Riedel et al (1995) menunjukkan bahwa supplemen kafein 250 mg dapat
meningkatkan prestasi pada tugas belajar kata. Riedal dan kawan-kawan mengusulkan
bahwa kafein merangsang stimulasi kolinergik pada sistem saraf pusat, akhirnya
mengurangkan efek pelemahan skopolamin terhadap daya ingat jangka pendek dan
jangka panjang. Oleh sebab itu, adalah masuk akal untuk diusulkan bahwa perbaikan
memori yang diinduksi kafein dapat meningkatkan kemampuan pelajar untuk mengingat
dam mengasosiasi materi kuliah sewaktu pembelajaran di dalam kelas. Namun
demikian, terdapat juga penelitian yang menyatakan bahwa kafein hanya dapat bekerja
sebagai enhancer kognitif yang signifikan jika terdapat disfungsi kolinergik seperti pada
pasien Alzheimer (Johnson-Kozlow et al, 2002).

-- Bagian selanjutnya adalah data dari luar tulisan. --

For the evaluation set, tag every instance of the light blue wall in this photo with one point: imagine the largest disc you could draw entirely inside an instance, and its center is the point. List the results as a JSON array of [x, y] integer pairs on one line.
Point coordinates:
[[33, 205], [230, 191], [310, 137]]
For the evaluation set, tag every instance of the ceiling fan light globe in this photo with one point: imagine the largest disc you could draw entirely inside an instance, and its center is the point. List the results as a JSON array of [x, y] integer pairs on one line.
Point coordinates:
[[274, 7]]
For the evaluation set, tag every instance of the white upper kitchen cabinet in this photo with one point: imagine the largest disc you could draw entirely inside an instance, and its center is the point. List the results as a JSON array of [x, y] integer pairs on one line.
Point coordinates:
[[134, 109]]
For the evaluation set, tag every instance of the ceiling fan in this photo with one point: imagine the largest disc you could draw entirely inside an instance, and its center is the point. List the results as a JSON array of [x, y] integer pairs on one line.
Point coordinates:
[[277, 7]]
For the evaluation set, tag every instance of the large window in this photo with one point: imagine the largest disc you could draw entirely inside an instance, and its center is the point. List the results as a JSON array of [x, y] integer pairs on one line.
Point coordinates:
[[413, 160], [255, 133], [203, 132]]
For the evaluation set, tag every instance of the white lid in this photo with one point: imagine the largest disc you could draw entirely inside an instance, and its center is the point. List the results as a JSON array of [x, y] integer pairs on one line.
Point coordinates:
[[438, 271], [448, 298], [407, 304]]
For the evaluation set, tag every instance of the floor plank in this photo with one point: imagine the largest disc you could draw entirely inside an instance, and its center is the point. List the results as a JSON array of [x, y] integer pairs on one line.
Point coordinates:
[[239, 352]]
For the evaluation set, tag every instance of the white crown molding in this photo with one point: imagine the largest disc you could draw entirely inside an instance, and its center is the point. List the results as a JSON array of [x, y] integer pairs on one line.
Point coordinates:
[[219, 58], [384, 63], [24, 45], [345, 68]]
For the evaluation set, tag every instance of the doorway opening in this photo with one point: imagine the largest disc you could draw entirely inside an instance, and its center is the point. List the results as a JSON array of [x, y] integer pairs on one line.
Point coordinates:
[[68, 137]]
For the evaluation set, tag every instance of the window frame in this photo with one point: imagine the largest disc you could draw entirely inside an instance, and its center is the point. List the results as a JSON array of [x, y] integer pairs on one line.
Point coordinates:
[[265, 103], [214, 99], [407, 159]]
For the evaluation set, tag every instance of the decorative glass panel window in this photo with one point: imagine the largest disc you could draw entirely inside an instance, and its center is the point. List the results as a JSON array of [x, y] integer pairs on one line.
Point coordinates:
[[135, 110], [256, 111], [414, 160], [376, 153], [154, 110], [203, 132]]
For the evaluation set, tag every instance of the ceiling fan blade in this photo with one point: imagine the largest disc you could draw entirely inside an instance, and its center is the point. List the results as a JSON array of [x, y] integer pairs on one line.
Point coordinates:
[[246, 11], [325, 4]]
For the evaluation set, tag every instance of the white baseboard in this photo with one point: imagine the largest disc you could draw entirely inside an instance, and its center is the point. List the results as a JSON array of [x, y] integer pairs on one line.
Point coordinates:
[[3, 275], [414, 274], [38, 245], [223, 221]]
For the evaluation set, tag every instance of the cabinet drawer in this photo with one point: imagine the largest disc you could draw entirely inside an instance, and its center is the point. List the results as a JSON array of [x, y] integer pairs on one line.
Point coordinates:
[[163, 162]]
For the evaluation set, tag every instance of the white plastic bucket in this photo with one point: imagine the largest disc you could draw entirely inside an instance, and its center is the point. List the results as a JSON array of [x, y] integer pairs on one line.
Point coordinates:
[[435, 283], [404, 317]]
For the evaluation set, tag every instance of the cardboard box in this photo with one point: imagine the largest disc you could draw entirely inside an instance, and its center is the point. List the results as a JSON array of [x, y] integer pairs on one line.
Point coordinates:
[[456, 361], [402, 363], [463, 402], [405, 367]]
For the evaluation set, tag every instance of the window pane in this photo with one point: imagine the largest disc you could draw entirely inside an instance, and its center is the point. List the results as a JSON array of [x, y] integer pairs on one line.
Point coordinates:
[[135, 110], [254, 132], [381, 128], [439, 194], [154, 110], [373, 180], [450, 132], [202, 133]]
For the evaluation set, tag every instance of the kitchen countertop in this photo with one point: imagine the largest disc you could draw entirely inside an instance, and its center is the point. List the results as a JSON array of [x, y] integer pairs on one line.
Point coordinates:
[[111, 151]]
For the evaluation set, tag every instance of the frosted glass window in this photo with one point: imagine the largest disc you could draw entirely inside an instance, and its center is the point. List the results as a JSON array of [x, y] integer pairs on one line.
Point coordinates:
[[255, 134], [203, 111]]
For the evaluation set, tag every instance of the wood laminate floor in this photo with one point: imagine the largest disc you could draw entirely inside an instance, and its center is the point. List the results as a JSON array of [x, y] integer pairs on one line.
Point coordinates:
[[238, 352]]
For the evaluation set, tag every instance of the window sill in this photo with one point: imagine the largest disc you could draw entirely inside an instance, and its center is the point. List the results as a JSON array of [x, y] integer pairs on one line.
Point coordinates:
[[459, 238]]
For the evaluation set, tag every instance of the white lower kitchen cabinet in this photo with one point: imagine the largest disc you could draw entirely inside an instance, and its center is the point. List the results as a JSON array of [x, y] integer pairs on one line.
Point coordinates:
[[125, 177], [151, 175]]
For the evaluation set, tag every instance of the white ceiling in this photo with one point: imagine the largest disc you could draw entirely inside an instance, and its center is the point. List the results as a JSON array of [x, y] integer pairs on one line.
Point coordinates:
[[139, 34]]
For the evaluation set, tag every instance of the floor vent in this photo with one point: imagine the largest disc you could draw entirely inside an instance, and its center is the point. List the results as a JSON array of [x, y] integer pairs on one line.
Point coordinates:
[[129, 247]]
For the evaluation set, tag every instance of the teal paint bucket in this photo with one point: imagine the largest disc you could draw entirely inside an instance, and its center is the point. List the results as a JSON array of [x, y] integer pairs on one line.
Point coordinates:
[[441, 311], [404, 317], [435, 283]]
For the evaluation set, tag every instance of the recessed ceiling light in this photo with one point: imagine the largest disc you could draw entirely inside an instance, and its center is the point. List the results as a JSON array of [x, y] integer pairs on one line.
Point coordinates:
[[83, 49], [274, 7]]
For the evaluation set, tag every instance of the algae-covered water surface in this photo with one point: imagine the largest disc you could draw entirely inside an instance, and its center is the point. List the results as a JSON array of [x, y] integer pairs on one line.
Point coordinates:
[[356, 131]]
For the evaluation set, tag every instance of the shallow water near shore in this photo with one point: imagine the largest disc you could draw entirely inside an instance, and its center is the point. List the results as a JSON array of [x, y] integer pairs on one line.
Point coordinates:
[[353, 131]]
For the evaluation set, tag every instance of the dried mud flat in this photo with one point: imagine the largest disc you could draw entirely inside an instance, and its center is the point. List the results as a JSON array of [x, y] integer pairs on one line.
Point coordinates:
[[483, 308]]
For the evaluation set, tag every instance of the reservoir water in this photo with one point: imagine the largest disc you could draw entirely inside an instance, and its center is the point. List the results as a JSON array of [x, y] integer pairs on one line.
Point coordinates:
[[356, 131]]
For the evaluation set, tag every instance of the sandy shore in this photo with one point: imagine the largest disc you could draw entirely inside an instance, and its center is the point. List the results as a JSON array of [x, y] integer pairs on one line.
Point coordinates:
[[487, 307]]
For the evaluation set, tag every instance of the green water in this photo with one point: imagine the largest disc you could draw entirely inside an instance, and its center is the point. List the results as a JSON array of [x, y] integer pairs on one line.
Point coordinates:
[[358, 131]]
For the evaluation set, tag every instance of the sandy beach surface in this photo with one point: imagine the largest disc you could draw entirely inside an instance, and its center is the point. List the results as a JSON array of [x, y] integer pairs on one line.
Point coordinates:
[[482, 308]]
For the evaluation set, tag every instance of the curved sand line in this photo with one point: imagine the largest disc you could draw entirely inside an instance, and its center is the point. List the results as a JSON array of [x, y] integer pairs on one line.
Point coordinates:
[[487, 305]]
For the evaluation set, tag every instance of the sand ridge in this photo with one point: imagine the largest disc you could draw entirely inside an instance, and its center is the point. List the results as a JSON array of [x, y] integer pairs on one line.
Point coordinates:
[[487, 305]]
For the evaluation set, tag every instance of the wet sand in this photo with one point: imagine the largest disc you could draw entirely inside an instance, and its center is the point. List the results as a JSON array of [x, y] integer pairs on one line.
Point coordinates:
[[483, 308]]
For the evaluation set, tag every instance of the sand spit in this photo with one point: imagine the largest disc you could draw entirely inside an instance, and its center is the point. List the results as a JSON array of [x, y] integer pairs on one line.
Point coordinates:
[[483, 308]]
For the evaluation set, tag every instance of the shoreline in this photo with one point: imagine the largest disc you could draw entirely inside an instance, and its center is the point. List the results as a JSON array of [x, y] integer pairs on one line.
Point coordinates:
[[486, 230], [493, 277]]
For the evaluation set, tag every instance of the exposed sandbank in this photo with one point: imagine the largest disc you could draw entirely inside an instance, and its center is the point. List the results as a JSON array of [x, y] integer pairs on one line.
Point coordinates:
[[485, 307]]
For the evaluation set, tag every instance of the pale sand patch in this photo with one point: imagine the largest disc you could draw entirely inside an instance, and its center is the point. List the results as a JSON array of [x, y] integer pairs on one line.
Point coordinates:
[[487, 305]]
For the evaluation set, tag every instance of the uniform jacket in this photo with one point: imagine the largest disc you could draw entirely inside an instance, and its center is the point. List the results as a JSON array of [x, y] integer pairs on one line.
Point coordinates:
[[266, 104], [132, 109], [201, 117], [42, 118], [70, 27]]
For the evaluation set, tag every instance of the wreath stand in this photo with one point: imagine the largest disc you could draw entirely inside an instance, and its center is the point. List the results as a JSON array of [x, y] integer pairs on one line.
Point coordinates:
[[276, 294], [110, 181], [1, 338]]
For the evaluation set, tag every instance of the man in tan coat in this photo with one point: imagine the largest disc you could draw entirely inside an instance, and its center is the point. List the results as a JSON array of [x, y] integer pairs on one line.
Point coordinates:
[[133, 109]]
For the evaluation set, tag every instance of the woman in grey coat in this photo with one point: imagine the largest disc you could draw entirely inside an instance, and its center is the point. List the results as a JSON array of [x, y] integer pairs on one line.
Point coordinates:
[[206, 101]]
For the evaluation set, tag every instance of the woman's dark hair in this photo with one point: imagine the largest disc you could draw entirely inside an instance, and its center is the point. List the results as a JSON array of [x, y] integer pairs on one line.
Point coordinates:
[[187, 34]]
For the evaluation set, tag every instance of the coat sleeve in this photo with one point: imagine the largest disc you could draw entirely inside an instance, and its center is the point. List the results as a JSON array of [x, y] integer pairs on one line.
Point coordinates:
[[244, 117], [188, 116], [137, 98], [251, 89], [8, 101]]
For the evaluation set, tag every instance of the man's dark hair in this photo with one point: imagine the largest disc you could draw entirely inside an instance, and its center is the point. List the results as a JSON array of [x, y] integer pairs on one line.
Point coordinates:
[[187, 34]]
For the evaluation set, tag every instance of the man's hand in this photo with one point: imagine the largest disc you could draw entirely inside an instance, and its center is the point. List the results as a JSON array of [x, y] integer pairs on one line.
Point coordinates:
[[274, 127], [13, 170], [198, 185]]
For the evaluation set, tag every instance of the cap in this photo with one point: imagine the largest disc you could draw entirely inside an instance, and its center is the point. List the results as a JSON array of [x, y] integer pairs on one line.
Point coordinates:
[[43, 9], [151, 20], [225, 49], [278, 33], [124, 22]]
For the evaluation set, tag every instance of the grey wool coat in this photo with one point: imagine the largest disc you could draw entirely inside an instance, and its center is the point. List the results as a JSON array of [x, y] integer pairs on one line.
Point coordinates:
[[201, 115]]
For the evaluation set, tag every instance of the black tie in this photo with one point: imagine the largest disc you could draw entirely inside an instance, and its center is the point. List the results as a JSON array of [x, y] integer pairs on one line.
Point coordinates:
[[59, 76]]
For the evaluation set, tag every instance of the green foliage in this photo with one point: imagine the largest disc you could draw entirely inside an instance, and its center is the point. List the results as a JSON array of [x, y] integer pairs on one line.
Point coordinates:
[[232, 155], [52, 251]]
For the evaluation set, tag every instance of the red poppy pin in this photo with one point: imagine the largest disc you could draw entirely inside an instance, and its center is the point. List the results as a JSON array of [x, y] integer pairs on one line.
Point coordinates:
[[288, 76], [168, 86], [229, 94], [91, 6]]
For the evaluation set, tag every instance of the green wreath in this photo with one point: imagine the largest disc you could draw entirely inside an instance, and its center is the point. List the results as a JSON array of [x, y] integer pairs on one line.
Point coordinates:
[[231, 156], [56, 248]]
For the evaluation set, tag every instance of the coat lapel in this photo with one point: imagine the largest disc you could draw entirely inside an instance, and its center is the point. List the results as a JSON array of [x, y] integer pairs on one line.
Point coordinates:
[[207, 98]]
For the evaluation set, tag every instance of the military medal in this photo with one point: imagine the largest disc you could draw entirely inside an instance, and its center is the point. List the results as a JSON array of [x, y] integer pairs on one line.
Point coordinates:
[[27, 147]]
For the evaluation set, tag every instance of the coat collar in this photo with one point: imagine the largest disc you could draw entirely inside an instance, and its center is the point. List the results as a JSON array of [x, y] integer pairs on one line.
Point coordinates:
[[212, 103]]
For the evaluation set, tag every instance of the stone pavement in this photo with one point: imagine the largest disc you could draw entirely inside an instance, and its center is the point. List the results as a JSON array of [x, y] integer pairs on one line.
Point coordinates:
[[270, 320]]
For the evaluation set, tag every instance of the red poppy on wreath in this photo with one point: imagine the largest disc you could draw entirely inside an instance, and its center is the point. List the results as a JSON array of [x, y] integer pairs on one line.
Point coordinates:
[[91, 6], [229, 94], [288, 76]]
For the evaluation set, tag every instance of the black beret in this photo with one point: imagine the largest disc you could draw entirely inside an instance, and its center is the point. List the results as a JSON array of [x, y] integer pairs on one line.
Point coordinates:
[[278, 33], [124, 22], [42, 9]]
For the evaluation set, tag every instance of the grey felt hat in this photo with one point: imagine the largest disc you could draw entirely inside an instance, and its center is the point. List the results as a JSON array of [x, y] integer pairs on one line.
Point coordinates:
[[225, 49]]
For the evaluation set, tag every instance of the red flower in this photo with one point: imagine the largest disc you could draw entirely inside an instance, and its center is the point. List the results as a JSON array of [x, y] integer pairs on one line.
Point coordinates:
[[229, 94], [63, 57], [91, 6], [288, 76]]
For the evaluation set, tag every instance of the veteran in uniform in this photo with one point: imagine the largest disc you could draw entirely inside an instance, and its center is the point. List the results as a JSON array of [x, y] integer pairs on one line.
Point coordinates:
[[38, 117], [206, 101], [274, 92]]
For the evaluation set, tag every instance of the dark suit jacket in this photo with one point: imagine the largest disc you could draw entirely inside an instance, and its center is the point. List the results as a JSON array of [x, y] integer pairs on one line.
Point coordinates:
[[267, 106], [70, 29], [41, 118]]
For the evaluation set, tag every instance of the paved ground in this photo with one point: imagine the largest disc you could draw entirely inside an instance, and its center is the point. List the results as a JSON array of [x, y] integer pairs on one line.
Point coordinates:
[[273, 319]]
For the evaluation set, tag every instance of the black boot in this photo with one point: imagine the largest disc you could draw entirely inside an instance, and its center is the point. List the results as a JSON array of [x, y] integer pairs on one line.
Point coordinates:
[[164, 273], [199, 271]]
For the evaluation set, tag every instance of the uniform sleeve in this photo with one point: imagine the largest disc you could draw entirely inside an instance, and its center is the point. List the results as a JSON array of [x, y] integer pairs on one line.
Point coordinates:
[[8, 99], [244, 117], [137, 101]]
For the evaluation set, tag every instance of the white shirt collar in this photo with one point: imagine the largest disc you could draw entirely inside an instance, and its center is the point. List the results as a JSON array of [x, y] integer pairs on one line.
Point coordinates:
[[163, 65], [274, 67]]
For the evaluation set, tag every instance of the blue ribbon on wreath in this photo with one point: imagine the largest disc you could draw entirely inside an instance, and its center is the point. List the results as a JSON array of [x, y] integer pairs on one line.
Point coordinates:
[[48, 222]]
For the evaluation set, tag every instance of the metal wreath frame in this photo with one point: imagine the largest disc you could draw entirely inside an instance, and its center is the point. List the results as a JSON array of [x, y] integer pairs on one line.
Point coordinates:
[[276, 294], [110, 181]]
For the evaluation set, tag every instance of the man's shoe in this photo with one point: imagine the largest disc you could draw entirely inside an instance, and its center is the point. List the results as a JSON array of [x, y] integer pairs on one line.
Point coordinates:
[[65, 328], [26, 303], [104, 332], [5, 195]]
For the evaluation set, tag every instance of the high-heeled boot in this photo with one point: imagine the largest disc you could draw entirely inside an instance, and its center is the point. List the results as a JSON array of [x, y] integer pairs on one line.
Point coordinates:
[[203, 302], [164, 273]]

Oleh sebab itu, disimpulkan bahwa efek
kafein lebih bermakna hanya terhadap terhadap pasien yang berusia lanjut yang telah
mengalami penurun fungsi kognitif secara alami karena usia (Nehlig, 2010).
Dengan demikian, terdapat banyak penelitian dan laporan yang telah dihasilkan
berhubungan dengan efek dan dosis kafein terhadap fungsi fisiologis dan kognitif, yang
semuanya dapat memberi impak terhadap edukasi dan pembelajaran. Meskipun
demikian, tidak banyak penelitian sebelumnya yang menyelidiki efek konsumsi kafein
terhadap fungsi kognitif mahasiswa sedangkan kafein adalah sangat popular dalam
kalangan mahasiswa untuk tujuan akademik.